In [1]:
import tensorflow as tf
import numpy as np
import tempfile

---
## 1. SequenceExample - *make_example*, *parse_example* functionalities

In [2]:
def make_example(sequence, labels):
    """
    create a single tf.train.SequenceExample obj instance given a single input sample
    in the form of sequence & labels pair.
    
    tf.train.SequenceExample consists of SequenceExample.context & SequenceExample.feature_lists
    to distinguish between non-sequential and sequential features
    """
    # init the tf.example object
    ex = tf.train.SequenceExample()
    
    # # preprocess sequence
    # sequence = preprocess_seq(sequence)
    # convert sequence (string) to list of tokens ex.[string, ..., string]
    sequence = sequence.split()
    sequence_length = len(sequence)
    
    # add to context (non-sequential) features
    ex.context.feature["seq_length"].int64_list.value.append(sequence_length)
    ex.context.feature["labels"].bytes_list.value.append(np.array(labels).tostring())
        
    # add to sequential features
    fl_tokens = ex.feature_lists.feature_list["tokens"]
    # Populate the tokens in sequence one-by-one
    for token in sequence:
        fl_tokens.feature.add().bytes_list.value.append(token.encode('utf-8'))
    return ex


def parse_exmp(serial_exmp):
    """
    instructions to parse a single serialized example object, returns the 
    seq_length, labels, and tokens values
    """
    context_features = {
        'seq_length': tf.FixedLenFeature([], tf.int64),
        'labels': tf.FixedLenFeature([], tf.string)
    }
    sequence_features = {
        # KEYPOINT: using tf.VarLenFeature here because our string sequence consist of
        #           varying number of tokens
        'tokens': tf.VarLenFeature(tf.string)
        
        # # NOTE: Alternative, one could use tf.FixedLenSequenceFeature if some 
        # # preprocessing step is done to pre-pad the sequence to ensure fixed sequenc 
        # # length. Downside of this is excessive memory used to store the paddings.
        # 'tokens': tf.FixedLenSequenceFeature([], tf.string)
    }
    
    context_ft_parsed, sequence_ft_parsed = tf.parse_single_sequence_example(
        serialized=serial_exmp,
        context_features=context_features,
        sequence_features=sequence_features
    )
    
    seq_length = context_ft_parsed['seq_length']
    label = tf.decode_raw(context_ft_parsed['labels'], tf.int64)

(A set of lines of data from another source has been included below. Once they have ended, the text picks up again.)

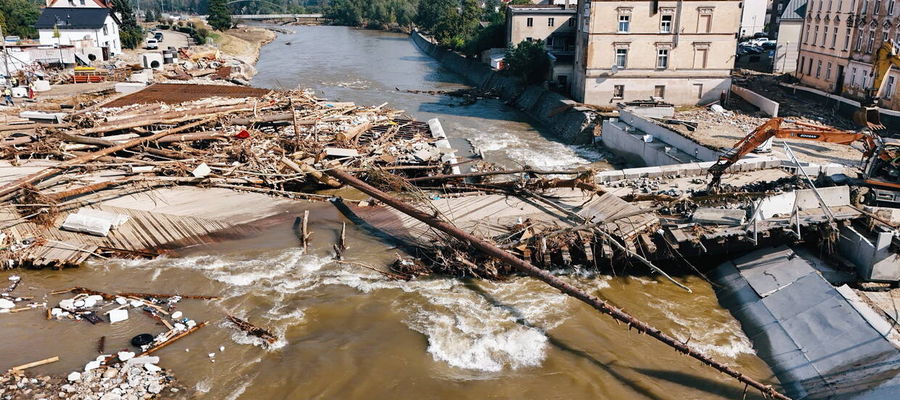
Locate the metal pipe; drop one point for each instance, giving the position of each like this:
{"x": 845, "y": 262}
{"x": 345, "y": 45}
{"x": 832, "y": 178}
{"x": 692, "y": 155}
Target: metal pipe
{"x": 550, "y": 279}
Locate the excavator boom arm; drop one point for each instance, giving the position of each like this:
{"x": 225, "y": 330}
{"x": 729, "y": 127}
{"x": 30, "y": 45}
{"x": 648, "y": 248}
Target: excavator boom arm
{"x": 772, "y": 128}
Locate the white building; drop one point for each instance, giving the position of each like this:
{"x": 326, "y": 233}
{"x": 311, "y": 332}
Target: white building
{"x": 79, "y": 4}
{"x": 80, "y": 27}
{"x": 789, "y": 35}
{"x": 753, "y": 17}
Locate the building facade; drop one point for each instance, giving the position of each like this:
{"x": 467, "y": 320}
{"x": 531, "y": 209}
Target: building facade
{"x": 81, "y": 27}
{"x": 790, "y": 34}
{"x": 680, "y": 51}
{"x": 876, "y": 22}
{"x": 753, "y": 17}
{"x": 829, "y": 32}
{"x": 552, "y": 23}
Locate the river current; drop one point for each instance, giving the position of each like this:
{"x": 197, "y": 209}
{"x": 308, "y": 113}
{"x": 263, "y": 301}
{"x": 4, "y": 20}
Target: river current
{"x": 346, "y": 332}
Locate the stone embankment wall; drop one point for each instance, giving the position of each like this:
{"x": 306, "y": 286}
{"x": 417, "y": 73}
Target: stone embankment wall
{"x": 573, "y": 125}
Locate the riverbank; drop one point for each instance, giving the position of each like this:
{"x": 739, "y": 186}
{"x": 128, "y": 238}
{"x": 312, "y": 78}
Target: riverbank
{"x": 568, "y": 121}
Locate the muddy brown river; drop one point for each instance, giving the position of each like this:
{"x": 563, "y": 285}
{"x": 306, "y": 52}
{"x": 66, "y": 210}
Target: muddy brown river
{"x": 346, "y": 332}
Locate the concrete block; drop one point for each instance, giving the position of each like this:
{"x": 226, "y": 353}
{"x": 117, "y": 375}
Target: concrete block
{"x": 129, "y": 87}
{"x": 719, "y": 216}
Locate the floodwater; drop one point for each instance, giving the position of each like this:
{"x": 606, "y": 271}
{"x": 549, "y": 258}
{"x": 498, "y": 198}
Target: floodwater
{"x": 346, "y": 332}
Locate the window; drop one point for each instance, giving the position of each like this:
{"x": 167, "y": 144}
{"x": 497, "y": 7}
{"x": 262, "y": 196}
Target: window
{"x": 621, "y": 58}
{"x": 624, "y": 22}
{"x": 662, "y": 58}
{"x": 700, "y": 58}
{"x": 704, "y": 25}
{"x": 659, "y": 91}
{"x": 665, "y": 24}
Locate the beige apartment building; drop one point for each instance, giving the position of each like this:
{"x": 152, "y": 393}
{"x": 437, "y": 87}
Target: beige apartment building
{"x": 553, "y": 23}
{"x": 827, "y": 39}
{"x": 680, "y": 51}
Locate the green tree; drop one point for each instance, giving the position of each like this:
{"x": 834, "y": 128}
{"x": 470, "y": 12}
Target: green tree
{"x": 219, "y": 15}
{"x": 17, "y": 17}
{"x": 431, "y": 12}
{"x": 130, "y": 32}
{"x": 528, "y": 61}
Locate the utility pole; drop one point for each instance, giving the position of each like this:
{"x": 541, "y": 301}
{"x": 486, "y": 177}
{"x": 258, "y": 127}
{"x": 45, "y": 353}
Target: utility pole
{"x": 5, "y": 53}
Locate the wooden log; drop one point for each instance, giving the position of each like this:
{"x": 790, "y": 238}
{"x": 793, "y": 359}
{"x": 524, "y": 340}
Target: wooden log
{"x": 174, "y": 339}
{"x": 48, "y": 172}
{"x": 34, "y": 364}
{"x": 301, "y": 229}
{"x": 352, "y": 133}
{"x": 341, "y": 245}
{"x": 552, "y": 280}
{"x": 307, "y": 169}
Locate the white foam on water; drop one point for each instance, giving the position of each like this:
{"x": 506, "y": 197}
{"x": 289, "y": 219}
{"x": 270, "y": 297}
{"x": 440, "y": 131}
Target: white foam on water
{"x": 704, "y": 333}
{"x": 204, "y": 386}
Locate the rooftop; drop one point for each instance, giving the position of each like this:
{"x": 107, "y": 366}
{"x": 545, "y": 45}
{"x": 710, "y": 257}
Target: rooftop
{"x": 72, "y": 18}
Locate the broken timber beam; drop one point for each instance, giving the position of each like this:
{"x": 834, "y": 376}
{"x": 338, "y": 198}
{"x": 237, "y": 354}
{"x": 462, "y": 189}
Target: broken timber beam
{"x": 48, "y": 172}
{"x": 550, "y": 279}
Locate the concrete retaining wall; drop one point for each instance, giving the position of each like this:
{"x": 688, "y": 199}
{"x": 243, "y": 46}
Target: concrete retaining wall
{"x": 765, "y": 105}
{"x": 844, "y": 106}
{"x": 572, "y": 126}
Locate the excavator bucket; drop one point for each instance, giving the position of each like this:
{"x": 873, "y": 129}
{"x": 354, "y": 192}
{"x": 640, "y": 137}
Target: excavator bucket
{"x": 868, "y": 117}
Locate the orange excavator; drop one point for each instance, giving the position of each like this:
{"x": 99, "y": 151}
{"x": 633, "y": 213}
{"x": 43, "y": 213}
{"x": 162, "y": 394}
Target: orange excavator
{"x": 881, "y": 172}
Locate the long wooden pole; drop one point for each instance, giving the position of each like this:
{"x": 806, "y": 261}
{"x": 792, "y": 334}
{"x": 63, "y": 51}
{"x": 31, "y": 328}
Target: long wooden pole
{"x": 548, "y": 278}
{"x": 48, "y": 172}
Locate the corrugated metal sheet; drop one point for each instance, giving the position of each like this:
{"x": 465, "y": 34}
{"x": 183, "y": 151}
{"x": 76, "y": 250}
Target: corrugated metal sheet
{"x": 821, "y": 342}
{"x": 174, "y": 93}
{"x": 145, "y": 231}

    # the output of VarLenFeature is a sparse_tensor, so we need to convert it to dense tensor
    # note that default value of default_value is integer 0, since our tokens are of tf.string
    # dtype, we need to specify custom string value to fill in the missing entries in the sparse
    # tensor
    tokens = tf.sparse_tensor_to_dense(sp_input=sequence_ft_parsed['tokens'],
                                       default_value='')
    tokens = tf.reshape(tokens, shape=(-1,))
    tokens = tf.transpose(tokens)
    
    return tokens, label, seq_length


### 1.1 Example usage of make_example and parse_exmp

In [3]:
# unit tests

# make a single tf example obj
# note: labels
ex = make_example(sequence='test, test, 113',
                  labels=[1, 0, 0, 0, 0, 0, 0, 0, 0, 0, 0, 0, 0, 0, 0, 0, 0, 0, 0, 0, 0, 0, 0, 0, 0, 0, 0, 0, 0, 0, 0, 0, 0, 0, 0, 0, 0, 0, 0, 0, 0, 0, 0, 0, 0, 0, 0, 0, 0, 0, 0, 0, 0, 0, 0, 0, 0, 0, 0, 0, 0, 0, 0, 0, 0, 0, 0, 0, 0, 0, 1, 0, 0, 0, 0, 0, 0, 0, 0, 0, 0, 0, 0, 0, 0, 0, 0, 0, 0, 0, 0, 0, 0, 0, 0, 0, 0, 0, 0, 0])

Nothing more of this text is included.